IT governance specialists working with the Australian Public Service have pointed to the Digital Transformation Agency's Data and Digital Government Strategy, released in 2023, as the policy framework that should be driving better image hygiene. Under that strategy, agencies are expected to meet defined data quality standards, which include uniqueness and accuracy of stored records. Critics within the sector argue that image duplication does not always trigger automated compliance alerts, leaving the problem invisible until a manual audit uncovers it — often during a Freedom of Information request or a parliamentary inquiry.
The practical cost is real. Cloud storage pricing for Commonwealth agencies, governed through whole-of-government contracts administered by the Department of Finance on King Edward Terrace, charges on a per-gigabyte basis. Redundant image files stored across multiple instances compound those costs month on month. Agencies that have undergone voluntary audits have reportedly discovered duplication rates ranging from five to more than twenty percent of their total image asset libraries, though no single published figure covers the entire Commonwealth estate.
Local Stakes and the Road Ahead
Canberra's public service workforce, which represents the largest concentration of federal employees anywhere in Australia, is directly exposed to the downstream effects. Public servants in growth suburbs like Gungahlin and Belconnen who interact daily with internal document systems notice the friction when duplicate records create conflicting versions of the same file — a particular problem in human resources and grant-administration platforms where a single applicant's scanned identity document may exist in three or four slightly different copies.
The ACT government's own Digital Strategy, administered through the Chief Minister, Treasury and Economic Development Directorate, has separately identified record deduplication as a goal for territory-level systems, particularly those managing land titles and development applications through the Environment, Planning and Sustainable Development Directorate on Dame Pattie Mabo Boulevard in Greenway.

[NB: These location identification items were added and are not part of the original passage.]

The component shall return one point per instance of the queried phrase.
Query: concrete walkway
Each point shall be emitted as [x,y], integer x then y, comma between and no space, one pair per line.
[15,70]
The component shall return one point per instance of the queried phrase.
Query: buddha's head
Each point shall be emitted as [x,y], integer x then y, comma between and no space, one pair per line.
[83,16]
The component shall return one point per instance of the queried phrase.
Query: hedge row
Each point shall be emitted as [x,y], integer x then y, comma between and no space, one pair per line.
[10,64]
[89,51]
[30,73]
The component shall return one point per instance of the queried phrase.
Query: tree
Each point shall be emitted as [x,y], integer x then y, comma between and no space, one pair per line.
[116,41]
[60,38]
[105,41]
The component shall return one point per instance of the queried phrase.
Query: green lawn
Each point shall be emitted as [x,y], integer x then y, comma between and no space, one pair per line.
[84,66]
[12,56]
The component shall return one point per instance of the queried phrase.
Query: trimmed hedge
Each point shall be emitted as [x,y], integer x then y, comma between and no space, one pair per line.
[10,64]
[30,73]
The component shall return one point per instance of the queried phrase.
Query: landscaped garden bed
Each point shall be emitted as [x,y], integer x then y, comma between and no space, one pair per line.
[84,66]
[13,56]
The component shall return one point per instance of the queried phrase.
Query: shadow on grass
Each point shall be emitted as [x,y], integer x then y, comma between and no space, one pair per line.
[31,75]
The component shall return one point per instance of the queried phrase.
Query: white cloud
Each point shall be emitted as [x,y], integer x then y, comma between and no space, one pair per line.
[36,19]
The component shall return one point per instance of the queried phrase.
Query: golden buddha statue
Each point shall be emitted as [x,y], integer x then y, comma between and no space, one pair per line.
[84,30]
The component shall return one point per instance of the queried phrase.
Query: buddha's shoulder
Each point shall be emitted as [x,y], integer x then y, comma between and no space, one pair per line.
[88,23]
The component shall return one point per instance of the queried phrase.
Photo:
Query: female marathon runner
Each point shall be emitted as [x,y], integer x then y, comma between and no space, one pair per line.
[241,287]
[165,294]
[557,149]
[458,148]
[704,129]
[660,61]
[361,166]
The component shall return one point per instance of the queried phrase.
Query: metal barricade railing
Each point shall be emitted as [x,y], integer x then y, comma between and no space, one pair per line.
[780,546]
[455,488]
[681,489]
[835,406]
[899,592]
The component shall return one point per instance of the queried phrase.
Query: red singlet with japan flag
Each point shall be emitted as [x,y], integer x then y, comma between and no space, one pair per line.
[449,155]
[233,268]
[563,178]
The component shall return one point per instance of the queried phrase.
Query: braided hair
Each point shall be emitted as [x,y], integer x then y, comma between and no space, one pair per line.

Experts recommend that agencies adopt a three-step remediation approach before the next major platform migration: run a hash-based deduplication scan to identify identical image files, follow with a perceptual similarity check for near-duplicate scans, and establish a master record policy that designates which version is canonical before archiving the rest. The National Archives publishes guidance on digital preservation standards that covers some of this ground, though it stops short of mandating specific deduplication tools.
For public servants dealing with the problem at the coalface, the message from the specialist community is straightforward: do not wait for a migration to discover the scale of duplication. Audit first. The alternative — inheriting a bloated, inconsistent image library inside a new system — is considerably more expensive and time-consuming to fix after the fact than before it.